Column: Dear Port of Portland: Please diversify

Many wonder if the Port of Portland’s expenditure of public money to subsidize and duplicate out-of-market infrastructure and compete with efficient commercial providers is really the right policy for Oregon.

By Gary Cardwell

For the Capital Press

Published on February 16, 2018 3:41PM

Last changed on February 16, 2018 4:12PM

The shipping-by-rail and logistic provider Northwest Container Services has shouldered its share of $15.1 million in annual absorbed costs after the loss of Terminal 6.

Northwest Container Services Inc.

The shipping-by-rail and logistic provider Northwest Container Services has shouldered its share of $15.1 million in annual absorbed costs after the loss of Terminal 6.


Not all news is good news.

Three weeks ago, when the Port of Portland announced it had launched rail service out of its Terminal 6, after a multi-year stoppage of rail and storage container transfer, it seemed a cheery way to start the new year. But it was followed by a stark message in a consultant’s report: The Port must diversify at T6 to offer a variety of pass-through options such as multi-modal, breakbulk, cars, etc.

The economic engine potential of movement of goods through the Port cannot be underestimated. A full one-third of Oregon’s economy is based on goods movement dependent industries, with as many as 93,000 U.S. jobs being supported by the goods that move in and out of Oregon. Experts estimate it’s a $300 billion economic impact of imports and exports that move around and through our state.

But the possible launch of rail service at the Port highlighted a particularly worrisome element: The Port is using both public settlement money and the heavy hand of rail service owner and billionaire Warren Buffet to try to recoup its substantial losses over the past several years by attempting to compete with private, commercial entities.

Many questions now arise about subsidizing such a move with a public entity to both duplicate and compete with established commercial companies. Why the duplication if the recommendations are to diversify? And, why the unnecessary and disruptive duplication in our local marketplace?

The settlement money, arising from the shutdown and successive dispute, awarded the Port about $11 million in public funds and drove out private operator ICTSI Oregon. And, during and after the stoppage, Oregon shippers were forced to absorb annual costs of more than $15.1 million. During these high-profile problems, the last remaining container shipment and logistics business at Terminal 6 were driven away.

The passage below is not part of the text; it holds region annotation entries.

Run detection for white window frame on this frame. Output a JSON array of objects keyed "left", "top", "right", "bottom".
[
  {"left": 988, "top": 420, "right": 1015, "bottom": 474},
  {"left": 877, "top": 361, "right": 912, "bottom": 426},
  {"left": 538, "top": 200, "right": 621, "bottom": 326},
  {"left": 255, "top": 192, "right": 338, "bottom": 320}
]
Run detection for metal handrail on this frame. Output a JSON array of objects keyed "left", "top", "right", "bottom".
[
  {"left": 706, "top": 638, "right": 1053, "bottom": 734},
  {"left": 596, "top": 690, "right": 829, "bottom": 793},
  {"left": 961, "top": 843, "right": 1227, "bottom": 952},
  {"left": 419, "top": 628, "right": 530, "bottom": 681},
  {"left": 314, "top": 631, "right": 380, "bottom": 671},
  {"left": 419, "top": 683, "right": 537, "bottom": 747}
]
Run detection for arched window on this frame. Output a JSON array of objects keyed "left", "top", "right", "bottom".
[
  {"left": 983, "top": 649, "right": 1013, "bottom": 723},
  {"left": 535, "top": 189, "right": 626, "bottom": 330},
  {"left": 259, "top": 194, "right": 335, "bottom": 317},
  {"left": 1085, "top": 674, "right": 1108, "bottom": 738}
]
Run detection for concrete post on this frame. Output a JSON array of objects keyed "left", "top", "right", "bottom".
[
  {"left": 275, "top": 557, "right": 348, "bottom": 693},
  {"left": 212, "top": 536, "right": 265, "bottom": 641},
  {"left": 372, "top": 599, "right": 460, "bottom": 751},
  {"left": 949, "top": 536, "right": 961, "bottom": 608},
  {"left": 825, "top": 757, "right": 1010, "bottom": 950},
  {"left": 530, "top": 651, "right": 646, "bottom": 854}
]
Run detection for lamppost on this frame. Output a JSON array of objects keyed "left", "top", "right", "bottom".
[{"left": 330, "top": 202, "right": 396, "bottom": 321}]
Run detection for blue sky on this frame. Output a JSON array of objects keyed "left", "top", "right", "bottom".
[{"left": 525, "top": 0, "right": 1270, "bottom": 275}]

Unlike other ports on the West Coast, Terminal 6 is publicly owned by the State of Oregon. Now with the questionable use of the $11 million in settlement money, the Port is going head-to-head with well established commercial entities. The result is that our own Port of Portland is actually underwriting new steamship service at other ports, including Tacoma.

Likewise, the Port’s new partnership is with both Buffet and BNSF Railway Corp., which is headquartered in Texas, a far cry away from local interest in improving Oregon’s local economy.

That the Port of Portland has resolved the longstanding disruptions and shutdown is indeed encouraging. However, these issues also highlighted why the Port got out of the container business; it lost millions and millions of dollars running the container terminal. Data show Terminal 6 as far back as 2003 did not reach quantitative nor economic capacity, only running at about 50 percent of capacity. Now, we wonder if this new partnership will continue throwing good money away.

During and after the shutdown, we in the private sector worked even harder, shouldered more costs, made new investments and grew this sector. Our company expanded and grew our jobs base.

The container-by-rail sector in the Pacific Northwest shows continued growth with commercial investments, and limited public dollar infusion. It just makes good sense for commercial entities already doing it to keep up the good work. For example, Northwest Container Services has capitalized $8 million in company growth, creating numerous local jobs.

In 2014, we retrofitted stacker machines with diesel particulate filters, so pollution can be mitigated — air quality has greatly improved and shows how private investment is working well.

And, on the horizon are the opportunities ahead in infrastructure growth from the Oregon’s newly minted $5 billion statewide “Connect Oregon” transportation package. One such leading proposal is poised to create a rail and intermodal logistics facility in our growing Willamette Valley. We partnered with eastern Oregon’s Port of Morrow on a similar investment and have moved more than 30,000 containers through there, where transport would have otherwise occurred on roadways.

Industry watchers agree the troubles of the containing shipping saga at Terminal 6 aren’t likely to go away anytime soon. Many now wonder if the Port of Portland’s expenditure of public money (and the loss of more than $15 million annually) to subsidize and duplicate out-of-market infrastructure and compete with efficient commercial providers is really the right policy for Oregon.

Gary Cardwell is divisional vice president for Northwest Container Services Inc., a commercial logistics provider headquartered in Portland, Ore., that transports more than 25,000 containers each year.